The Grandmother who gave me the Cracker Jacks was a Slovakian lady with a thick accent. She had immigrated to the States when she was 13 years old. She spent her adult life during first the Great Depression and then the rationing of WWII. Still, to her she was living in the Land of Milk and Honey. Far beyond the "Streets Paved with Gold" mythology of the U.S., she loved the freedom of America and the dignity it conferred.

She used to write to the relatives back in the Old Country and send them packages. At the end of WWII, when the Soviet tanks rolled into Bratslavia, my distant cousins decided discretion was the better part of valor and joined the Communist Party. They would irritate her by singing the praises of Communism in their letters, while asking her to include this or that in her next package to them. Finally, in one letter to her, after the usual Soviet panegyrics, they asked for a refrigerator.

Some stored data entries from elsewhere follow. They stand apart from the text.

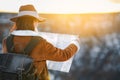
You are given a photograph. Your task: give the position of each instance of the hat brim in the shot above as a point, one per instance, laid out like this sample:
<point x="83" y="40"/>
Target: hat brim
<point x="40" y="19"/>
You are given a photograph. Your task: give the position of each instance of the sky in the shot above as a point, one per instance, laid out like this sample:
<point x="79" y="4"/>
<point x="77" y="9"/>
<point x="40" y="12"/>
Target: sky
<point x="63" y="6"/>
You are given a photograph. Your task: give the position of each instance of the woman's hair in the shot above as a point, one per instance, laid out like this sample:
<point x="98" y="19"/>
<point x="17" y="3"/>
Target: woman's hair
<point x="25" y="23"/>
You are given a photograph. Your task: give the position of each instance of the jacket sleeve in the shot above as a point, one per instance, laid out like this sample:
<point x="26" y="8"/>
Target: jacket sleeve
<point x="56" y="54"/>
<point x="4" y="48"/>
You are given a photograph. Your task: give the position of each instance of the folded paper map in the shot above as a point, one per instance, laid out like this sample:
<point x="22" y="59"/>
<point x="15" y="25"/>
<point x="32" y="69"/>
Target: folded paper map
<point x="59" y="41"/>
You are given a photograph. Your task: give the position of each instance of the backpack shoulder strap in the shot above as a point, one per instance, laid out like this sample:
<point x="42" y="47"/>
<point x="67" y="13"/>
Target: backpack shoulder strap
<point x="9" y="43"/>
<point x="33" y="42"/>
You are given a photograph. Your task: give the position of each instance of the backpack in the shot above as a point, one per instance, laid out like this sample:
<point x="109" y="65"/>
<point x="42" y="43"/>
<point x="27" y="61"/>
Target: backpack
<point x="18" y="66"/>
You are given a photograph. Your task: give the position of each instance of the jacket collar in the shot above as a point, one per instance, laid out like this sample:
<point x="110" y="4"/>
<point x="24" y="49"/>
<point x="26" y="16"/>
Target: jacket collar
<point x="24" y="33"/>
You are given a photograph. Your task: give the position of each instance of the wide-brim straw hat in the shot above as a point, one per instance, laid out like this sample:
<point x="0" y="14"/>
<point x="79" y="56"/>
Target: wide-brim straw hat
<point x="28" y="10"/>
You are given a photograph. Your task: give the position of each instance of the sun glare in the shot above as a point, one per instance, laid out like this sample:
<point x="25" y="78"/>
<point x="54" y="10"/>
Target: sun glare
<point x="63" y="7"/>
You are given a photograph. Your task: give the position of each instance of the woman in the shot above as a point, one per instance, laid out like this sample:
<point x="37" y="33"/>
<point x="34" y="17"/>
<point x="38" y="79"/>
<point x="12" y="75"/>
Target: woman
<point x="25" y="25"/>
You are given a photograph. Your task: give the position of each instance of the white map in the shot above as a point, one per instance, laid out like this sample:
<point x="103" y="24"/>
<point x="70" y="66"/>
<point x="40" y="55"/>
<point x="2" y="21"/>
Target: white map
<point x="60" y="41"/>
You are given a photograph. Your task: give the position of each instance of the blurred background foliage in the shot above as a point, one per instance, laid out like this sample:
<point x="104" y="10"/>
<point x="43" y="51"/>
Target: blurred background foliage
<point x="99" y="56"/>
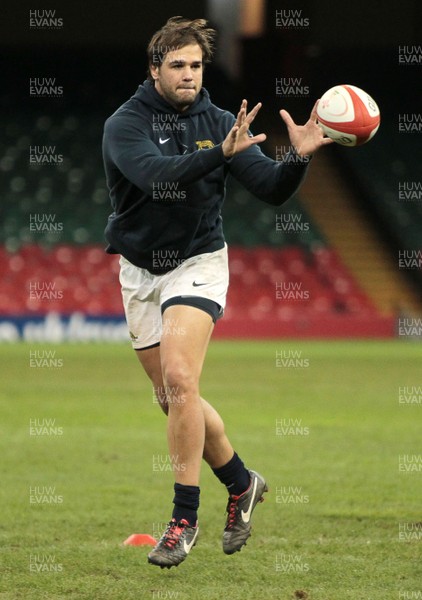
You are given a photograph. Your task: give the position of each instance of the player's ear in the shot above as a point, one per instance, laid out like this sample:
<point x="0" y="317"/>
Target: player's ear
<point x="154" y="71"/>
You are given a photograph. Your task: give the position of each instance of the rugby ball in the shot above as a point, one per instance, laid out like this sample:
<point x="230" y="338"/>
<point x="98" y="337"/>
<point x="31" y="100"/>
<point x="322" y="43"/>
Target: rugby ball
<point x="348" y="115"/>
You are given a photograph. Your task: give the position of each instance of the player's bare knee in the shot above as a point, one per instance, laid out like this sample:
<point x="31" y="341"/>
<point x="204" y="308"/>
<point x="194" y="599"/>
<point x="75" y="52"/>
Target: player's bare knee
<point x="180" y="383"/>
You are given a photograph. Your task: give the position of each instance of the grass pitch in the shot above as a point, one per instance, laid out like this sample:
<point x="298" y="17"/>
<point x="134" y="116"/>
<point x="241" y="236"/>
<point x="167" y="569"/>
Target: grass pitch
<point x="330" y="428"/>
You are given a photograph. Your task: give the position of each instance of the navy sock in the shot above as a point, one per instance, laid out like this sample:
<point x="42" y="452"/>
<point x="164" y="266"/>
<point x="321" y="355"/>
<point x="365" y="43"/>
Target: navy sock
<point x="234" y="475"/>
<point x="186" y="503"/>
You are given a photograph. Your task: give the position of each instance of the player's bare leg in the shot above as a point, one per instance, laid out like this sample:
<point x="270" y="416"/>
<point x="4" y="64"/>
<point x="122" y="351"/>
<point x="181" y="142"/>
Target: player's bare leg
<point x="217" y="448"/>
<point x="217" y="451"/>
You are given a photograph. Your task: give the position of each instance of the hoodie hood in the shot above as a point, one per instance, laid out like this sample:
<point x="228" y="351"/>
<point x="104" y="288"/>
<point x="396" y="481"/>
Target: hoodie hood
<point x="148" y="95"/>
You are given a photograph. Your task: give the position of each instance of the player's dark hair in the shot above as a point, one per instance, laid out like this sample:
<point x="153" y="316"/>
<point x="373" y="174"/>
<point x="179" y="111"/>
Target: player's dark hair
<point x="179" y="32"/>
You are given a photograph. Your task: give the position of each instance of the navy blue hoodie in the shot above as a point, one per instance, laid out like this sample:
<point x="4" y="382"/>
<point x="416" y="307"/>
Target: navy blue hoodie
<point x="166" y="175"/>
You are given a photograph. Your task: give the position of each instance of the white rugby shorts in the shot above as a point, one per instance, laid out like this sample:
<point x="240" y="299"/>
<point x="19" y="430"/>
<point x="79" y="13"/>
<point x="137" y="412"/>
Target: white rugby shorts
<point x="203" y="276"/>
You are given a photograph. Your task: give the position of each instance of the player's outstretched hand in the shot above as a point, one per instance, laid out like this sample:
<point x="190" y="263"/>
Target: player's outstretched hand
<point x="306" y="139"/>
<point x="238" y="138"/>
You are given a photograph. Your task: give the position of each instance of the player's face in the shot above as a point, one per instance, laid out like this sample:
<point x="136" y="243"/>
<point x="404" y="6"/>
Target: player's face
<point x="179" y="78"/>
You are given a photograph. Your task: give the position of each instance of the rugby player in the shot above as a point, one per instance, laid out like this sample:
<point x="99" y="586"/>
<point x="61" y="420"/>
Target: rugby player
<point x="167" y="152"/>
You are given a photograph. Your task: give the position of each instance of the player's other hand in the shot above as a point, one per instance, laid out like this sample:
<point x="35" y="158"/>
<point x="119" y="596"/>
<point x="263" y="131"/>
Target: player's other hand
<point x="238" y="138"/>
<point x="306" y="139"/>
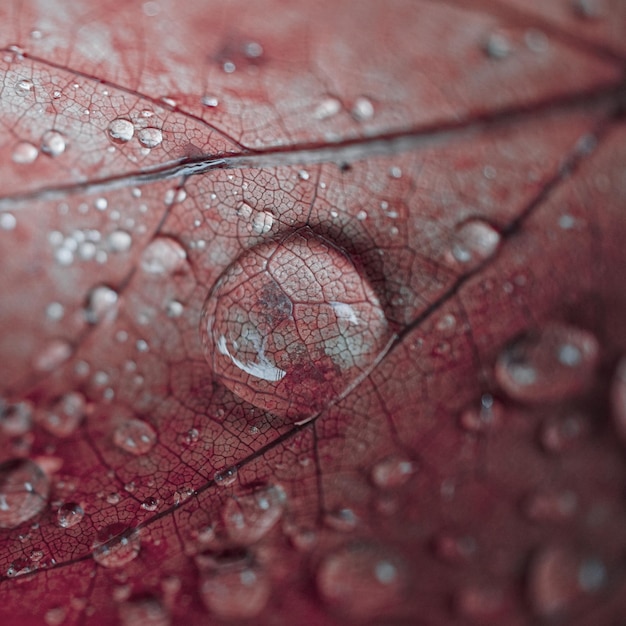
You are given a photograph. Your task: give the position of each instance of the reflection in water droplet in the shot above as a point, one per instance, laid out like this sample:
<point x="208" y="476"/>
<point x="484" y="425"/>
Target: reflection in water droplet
<point x="548" y="366"/>
<point x="235" y="592"/>
<point x="473" y="242"/>
<point x="121" y="130"/>
<point x="115" y="546"/>
<point x="391" y="472"/>
<point x="150" y="137"/>
<point x="135" y="436"/>
<point x="276" y="329"/>
<point x="63" y="418"/>
<point x="362" y="581"/>
<point x="24" y="490"/>
<point x="101" y="305"/>
<point x="24" y="152"/>
<point x="53" y="143"/>
<point x="163" y="256"/>
<point x="69" y="514"/>
<point x="250" y="517"/>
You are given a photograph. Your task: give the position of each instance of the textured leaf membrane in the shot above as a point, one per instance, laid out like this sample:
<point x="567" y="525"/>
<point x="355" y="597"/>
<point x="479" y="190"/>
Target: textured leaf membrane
<point x="312" y="310"/>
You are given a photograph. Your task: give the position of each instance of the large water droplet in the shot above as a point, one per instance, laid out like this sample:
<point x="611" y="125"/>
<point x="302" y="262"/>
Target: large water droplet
<point x="548" y="366"/>
<point x="69" y="514"/>
<point x="135" y="436"/>
<point x="150" y="137"/>
<point x="116" y="545"/>
<point x="559" y="577"/>
<point x="250" y="517"/>
<point x="291" y="325"/>
<point x="163" y="256"/>
<point x="53" y="143"/>
<point x="24" y="490"/>
<point x="235" y="592"/>
<point x="473" y="242"/>
<point x="121" y="130"/>
<point x="361" y="581"/>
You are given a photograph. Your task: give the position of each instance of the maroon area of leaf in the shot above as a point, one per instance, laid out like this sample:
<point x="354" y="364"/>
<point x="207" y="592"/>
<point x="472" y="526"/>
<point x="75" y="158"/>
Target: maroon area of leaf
<point x="469" y="157"/>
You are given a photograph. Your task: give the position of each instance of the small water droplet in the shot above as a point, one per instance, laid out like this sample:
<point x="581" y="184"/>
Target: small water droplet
<point x="250" y="517"/>
<point x="363" y="109"/>
<point x="235" y="592"/>
<point x="473" y="242"/>
<point x="163" y="256"/>
<point x="392" y="471"/>
<point x="135" y="436"/>
<point x="115" y="546"/>
<point x="225" y="477"/>
<point x="24" y="153"/>
<point x="101" y="305"/>
<point x="53" y="143"/>
<point x="327" y="108"/>
<point x="119" y="241"/>
<point x="259" y="333"/>
<point x="69" y="514"/>
<point x="24" y="490"/>
<point x="549" y="365"/>
<point x="150" y="137"/>
<point x="361" y="581"/>
<point x="120" y="130"/>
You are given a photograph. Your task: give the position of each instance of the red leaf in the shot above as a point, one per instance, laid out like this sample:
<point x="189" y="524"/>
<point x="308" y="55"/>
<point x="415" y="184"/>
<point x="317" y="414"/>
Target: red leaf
<point x="314" y="310"/>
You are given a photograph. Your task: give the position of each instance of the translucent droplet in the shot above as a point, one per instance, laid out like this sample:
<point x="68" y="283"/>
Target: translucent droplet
<point x="150" y="137"/>
<point x="24" y="153"/>
<point x="63" y="418"/>
<point x="69" y="514"/>
<point x="53" y="143"/>
<point x="163" y="256"/>
<point x="145" y="611"/>
<point x="121" y="130"/>
<point x="558" y="577"/>
<point x="235" y="592"/>
<point x="363" y="109"/>
<point x="135" y="436"/>
<point x="250" y="517"/>
<point x="116" y="545"/>
<point x="618" y="399"/>
<point x="291" y="325"/>
<point x="101" y="304"/>
<point x="392" y="471"/>
<point x="226" y="477"/>
<point x="361" y="581"/>
<point x="473" y="242"/>
<point x="24" y="490"/>
<point x="548" y="366"/>
<point x="119" y="241"/>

Disgusted, she wrote back that,  "if they wanted a damn refrigerator they could ask Uncle Joe Stalin for one." That was the last letter she ever wrote to them.   
 

I always think of her when I read the latest antics of the Food Police. She would have been spitting mad at another's presumption that she did not know how to feed a child. She had her fill of the grim life and she did not begrudge a child the taste of candy and cheap plastic toys. And besides, what she put on a table or in a lunch bag was nobody else's business.

That's the problem with the food Police and other Nanny-Staters, they're so fixated on their imagined wrongs of the world that they will not leave a person breath. They don't understand that there is more to life than a perfectly balanced diet. There are things you cannot measure, like a shoebox full of prizes or a shared meal of hamburgers and salty fries. Life is too short to never taste these things.

Because he says it better than me, I'll end with an except from Richard Fernandez's old post All the streets were dark and bare:

My grandmother always gave me a present for Christmas until the year she died.  She was living with my parents by then, and without a source of income. I remember her saving coins for some purpose no one could guess until on Christmas day we found out what it was for. She gave me a chocolate bar.

It was days before I could bring myself to eat it. When I finally did, I stared for a long time afterward at the foil and paper, wondering as many of us probably have at such gifts, on how so little a thing could carry so great a weight of human love.